ByConity x CubeFS: A cloud-native build solution for trillion-scale OLAP platforms
Open source components involved
CubeFS | https://github.com/cubefs/cubefs |
CubeFS is a new generation of cloud native storage product. It is currently a graduate open source project hosted by Cloud Native Computing Foundation (CNCF). It is compatible with multiple access protocols such as S3, POSIX, HDFS, and supports two storage engines, multi-copy and erasure code. It is widely used in big data, AI, container platform, database, middleware storage and computing separation, data sharing, data protection and other scenarios. It is now maintained by OPPO.
ByConity| https://github.com/ByConity/ByConity |
ByConity is an open source distributed cloud-native SQL data warehouse engine based on ClickHouse kernel. It is good at interactive query and AD hoc query. It supports complex query of multi-table association, no sense of cluster expansion, and unified summary of offline batch data and real-time data stream. Open source and maintained by Byte.
About MetaApp
MetaApp is a leading game developer and operator in China. It focuses on the efficient distribution of mobile information and is committed to building a virtual world for all ages. By 2023, MetaApp has more than 200 million registered users, and Intertransport has collaborated on 200,000 games, with a cumulative distribution of more than 1 billion. It has 233 parks, 233 parties and other applications
About Pandora
With the growth of business and the proposal of refined operation, the product puts forward higher requirements for the data department, including the need to query and analyze real-time data and quickly adjust the operation strategy. AB experiments were performed on a small number of people to verify the effectiveness of the new function.
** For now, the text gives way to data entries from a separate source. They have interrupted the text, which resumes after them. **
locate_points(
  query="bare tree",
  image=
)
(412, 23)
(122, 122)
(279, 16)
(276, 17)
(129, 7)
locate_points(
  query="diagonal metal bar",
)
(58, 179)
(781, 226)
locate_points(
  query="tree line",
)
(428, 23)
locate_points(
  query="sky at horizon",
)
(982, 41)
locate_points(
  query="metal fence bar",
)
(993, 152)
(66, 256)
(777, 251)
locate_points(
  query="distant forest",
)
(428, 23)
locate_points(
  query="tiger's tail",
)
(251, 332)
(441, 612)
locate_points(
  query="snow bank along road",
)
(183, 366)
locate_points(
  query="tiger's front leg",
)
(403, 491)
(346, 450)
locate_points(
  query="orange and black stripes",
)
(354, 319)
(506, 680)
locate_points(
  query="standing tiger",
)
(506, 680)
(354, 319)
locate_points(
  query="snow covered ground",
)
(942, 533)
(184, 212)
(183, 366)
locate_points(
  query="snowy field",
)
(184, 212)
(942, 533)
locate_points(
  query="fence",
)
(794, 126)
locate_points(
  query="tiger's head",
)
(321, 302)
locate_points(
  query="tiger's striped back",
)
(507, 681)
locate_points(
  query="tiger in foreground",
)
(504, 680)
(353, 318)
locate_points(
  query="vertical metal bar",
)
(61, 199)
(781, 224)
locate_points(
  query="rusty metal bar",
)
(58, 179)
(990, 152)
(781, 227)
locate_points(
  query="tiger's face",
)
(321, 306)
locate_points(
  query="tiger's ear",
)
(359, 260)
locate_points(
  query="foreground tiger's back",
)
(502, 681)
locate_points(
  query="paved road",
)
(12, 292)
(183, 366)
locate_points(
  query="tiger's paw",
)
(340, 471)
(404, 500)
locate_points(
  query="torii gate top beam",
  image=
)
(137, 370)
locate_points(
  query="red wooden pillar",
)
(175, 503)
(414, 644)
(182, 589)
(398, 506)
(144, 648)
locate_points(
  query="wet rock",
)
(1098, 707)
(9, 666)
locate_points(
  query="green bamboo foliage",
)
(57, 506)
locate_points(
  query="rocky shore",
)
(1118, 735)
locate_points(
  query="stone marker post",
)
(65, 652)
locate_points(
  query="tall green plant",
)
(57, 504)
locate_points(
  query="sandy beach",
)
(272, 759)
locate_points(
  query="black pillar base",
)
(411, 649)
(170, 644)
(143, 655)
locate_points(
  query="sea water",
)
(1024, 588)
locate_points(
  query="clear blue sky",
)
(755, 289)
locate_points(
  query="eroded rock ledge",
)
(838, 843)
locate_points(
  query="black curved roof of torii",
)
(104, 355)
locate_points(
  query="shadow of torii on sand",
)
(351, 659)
Reduce the data query time, reduce the difficulty of data query, so that non-professionals can analyze and probe data independently.
In order to meet the business requirements, we have implemented an OLAP data analysis platform based on Clickhouse, which integrates event analysis, conversion analysis, custom retention, user grouping and marking, behavior flow analysis, and AB experiment.
Introduction to Platform Functions
· Event analysis: The collected user events can be filtered, grouped, and summarized flexibly. Filter according to the buried point data, do some grouping of user attributes or filter of global attributes, and display the data after the query is completed, which can be displayed by column and day.
· Conversion analysis: analyze the conversion of users to the product, namely funnel analysis. Based on the start event and end event selected, query the transformation in a specific time.
· Retention analysis: Analyzing how long a user comes back to the product after using it. The ladder diagram is generated according to the starting event and the return visit event.
· User segmentation: This is used to filter and analyze the data for a specific user group. According to the conditions, the eligible users are filtered out and grouped, and the corresponding indicators are queried according to the clustering results, such as stay time, play time, etc., to provide assistance for the business.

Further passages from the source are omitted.